Художник положил кисть на мольберт и ещё раз внимательно оглядел незнакомца.

— Я не рисую портреты, — повторил он, но на этот раз в его голосе уже не было такой уверенности, — это не моя специализация.

— Какой же вы тогда художник? То вы рисуете, это вы не рисуете. Я вам предлагаю хорошие деньги, перестаньте кочевряжиться. Думаете, я не знаю, как в наше время живут такие художники, как вы? Сначала вы тратите силы на то, чтобы создать картину. Потом нужно её продать, и это смое трудное. Продавать этим плебеям, каждый из которых мнит себя настоящим ценителем искусства. Проходит мимо, потом нехотя остановится, посмотрит на плод вашей работы, через губу усмехнётся и скажет нечто вроде: «Неплохо, но ведь это не Левитан!». И вы должны от него зависить, ведь у вас семья, дети, и всех их нужно кормить. И поэтому вы должны для него стать, если и не Левитаном, то хотя бы маленьким таким Левитанчиком, несмотря на то, что он и видел, в лучшем случае, только репродукцию «Золотой осени» в холле своей элитной многоэтажки. А то и вообще ничего не видел. Зачем это художнику? Художник должен творить. Художник не должен лишать мир своего наследия из-за материальных трудностей. Более того, он не имеет на это право. Какое вы имеете право лишать мир культурного наследия?

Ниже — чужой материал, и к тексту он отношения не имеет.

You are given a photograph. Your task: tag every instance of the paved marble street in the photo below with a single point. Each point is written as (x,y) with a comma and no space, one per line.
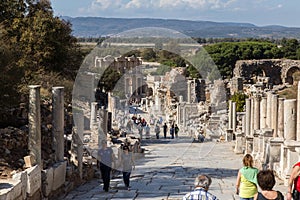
(167,171)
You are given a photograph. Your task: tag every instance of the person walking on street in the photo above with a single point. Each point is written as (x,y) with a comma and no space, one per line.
(176,129)
(202,183)
(127,161)
(147,131)
(157,131)
(294,183)
(246,182)
(172,130)
(266,181)
(106,158)
(165,130)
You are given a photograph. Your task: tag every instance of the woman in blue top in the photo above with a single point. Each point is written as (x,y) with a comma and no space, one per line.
(127,164)
(246,182)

— Не знаю… Вроятно, никакого.

Он ещё раз посмотрел на незнакомца снизу вверх. Лицо необычное. Невероятно худое, оттого невероятно длинное. Ветикальные морщины делают его ещё более вытянутым. Впалые глаза с чёрными кругами вокруг. Бесспортно, интересное лицо. Но было в нём что-то такое, что особенно привлекло взгляд художника. Крупное родимое пятно необычной формы на правой щеке. Почему-то ему показалось, что это не простое пятно, а наоборот, появилась она не лучайно, в соответствии с чьим-то умыслом, и ещё должно было сыграть важную роль в судьбе этого человека.

Чушь какая-то. Каким образом родимое пятно может сыграть роль в судьбе человека? Если оно, конечно, не переродится в раковую опухоль.

— Завтра, в это же время я приду сюда с деньгами, и мы начнём, — заявил незнакомец, — я не люблю отдавать деньги по частям, поэтому я отдам всё и сразу.

— А если я не справлюсь? – спросил художник.

— Справитесь. Я в вас верю, — ответил незнакомец, повернулся, сделал несколько шагов и…

Пропал. Пропал! Причём пропал не совсем мифическим образом – вроде бы сначала быстро пошёл прочь, но потом что-то отвлекло внимание художника, а, когда он на него посмотрел, того уже и след простыл.

Неприятный и страшный тип.

«Зачем он ушёл? Ведь я е ещё не согласился!»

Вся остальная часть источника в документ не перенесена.